The Chocolate Macarons Recipe These delicious macarons are filled with a rich, dark chocolate buttercream.
food processor with blade attachment
1⁄2 cup ground almonds
1⁄4 cup cocoa powder
3⁄4 cup confectioner’s sugar
2 large egg whites, at room temperature
1⁄3 cup sugar
For the filling:
1⁄3 cup cocoa powder
1 1⁄4 cups confectioner’s sugar
3 tbsp unsalted butter, melted
3 tbsp milk, plus a little extra if needed
1 Preheat the oven to 300°F (150°C). Line 2 baking sheets with wax paper. In a food processor, pulse together the ground almonds, cocoa powder, and confectioner’s sugar until very finely mixed, with no lumps.
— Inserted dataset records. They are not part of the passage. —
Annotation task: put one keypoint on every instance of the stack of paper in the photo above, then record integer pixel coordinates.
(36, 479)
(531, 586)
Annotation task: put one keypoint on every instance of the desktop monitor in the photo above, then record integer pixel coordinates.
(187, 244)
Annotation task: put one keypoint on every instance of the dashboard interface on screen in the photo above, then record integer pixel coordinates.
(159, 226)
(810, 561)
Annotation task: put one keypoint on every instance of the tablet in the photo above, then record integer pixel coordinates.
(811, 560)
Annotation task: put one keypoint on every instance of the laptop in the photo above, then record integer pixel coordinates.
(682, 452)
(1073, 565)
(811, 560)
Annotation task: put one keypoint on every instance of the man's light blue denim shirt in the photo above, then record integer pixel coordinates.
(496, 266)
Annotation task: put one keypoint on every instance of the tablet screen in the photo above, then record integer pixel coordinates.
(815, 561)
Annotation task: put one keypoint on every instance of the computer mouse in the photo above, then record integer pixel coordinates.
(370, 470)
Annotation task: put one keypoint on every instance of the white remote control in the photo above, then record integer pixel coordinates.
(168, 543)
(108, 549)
2 Whisk the egg whites until stiff. Add the granulated sugar, whisking. The mixture should be stiff. Fold in the almond mixture a spoonful at a time. Transfer to the piping bag. Holding the bag vertically, pipe meringue into the center of each circle.
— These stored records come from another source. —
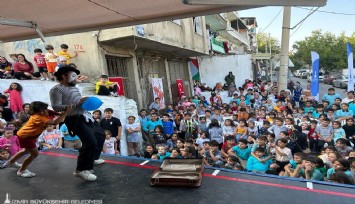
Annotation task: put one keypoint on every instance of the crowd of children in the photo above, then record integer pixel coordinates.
(259, 130)
(46, 63)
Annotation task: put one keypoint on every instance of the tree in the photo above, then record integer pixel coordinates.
(264, 42)
(331, 49)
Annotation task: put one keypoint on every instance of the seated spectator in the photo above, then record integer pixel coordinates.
(172, 142)
(227, 145)
(340, 165)
(104, 87)
(241, 151)
(258, 163)
(213, 157)
(70, 142)
(341, 177)
(232, 163)
(51, 138)
(6, 71)
(283, 155)
(163, 153)
(23, 69)
(292, 165)
(175, 154)
(308, 170)
(342, 148)
(110, 144)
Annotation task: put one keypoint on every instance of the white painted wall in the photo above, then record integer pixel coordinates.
(214, 69)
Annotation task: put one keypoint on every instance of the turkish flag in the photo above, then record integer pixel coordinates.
(119, 80)
(180, 87)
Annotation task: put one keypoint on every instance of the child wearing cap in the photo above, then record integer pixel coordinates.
(65, 53)
(104, 87)
(51, 60)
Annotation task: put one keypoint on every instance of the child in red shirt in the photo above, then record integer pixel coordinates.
(312, 136)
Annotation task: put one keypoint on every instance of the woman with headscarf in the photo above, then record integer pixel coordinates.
(23, 69)
(5, 68)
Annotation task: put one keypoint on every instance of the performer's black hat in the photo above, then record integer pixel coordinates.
(65, 69)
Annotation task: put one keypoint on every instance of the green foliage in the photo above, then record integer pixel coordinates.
(264, 42)
(331, 49)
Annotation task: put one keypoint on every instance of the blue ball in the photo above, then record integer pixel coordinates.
(92, 103)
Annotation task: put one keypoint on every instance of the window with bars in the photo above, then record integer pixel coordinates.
(117, 67)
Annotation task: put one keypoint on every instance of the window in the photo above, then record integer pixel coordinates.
(176, 21)
(197, 25)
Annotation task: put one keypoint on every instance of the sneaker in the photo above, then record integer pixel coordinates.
(26, 174)
(13, 165)
(99, 161)
(86, 175)
(113, 94)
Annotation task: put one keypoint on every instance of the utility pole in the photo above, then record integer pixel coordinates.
(285, 41)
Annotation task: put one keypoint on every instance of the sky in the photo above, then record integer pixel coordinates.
(334, 23)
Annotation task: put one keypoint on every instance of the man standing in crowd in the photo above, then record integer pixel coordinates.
(79, 122)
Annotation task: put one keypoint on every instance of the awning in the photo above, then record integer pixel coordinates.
(57, 17)
(144, 44)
3 Bake in the middle of the oven for 18–20 minutes. Leave to cool on the sheets 15–20 minutes, before transferring to a wire rack.
4 For the filling, sift the cocoa and confectioner’s sugar into a bowl. Add the butter and milk, and whisk.
5 Add a little milk if too thick. Transfer to the piping bag and pipe frosting onto the flat side of half the macarons and sandwich together.
6 Serve the same day, or the macarons will go soft. PREPARE AHEAD The unfilled shells can be stored for 3 days in an airtight container.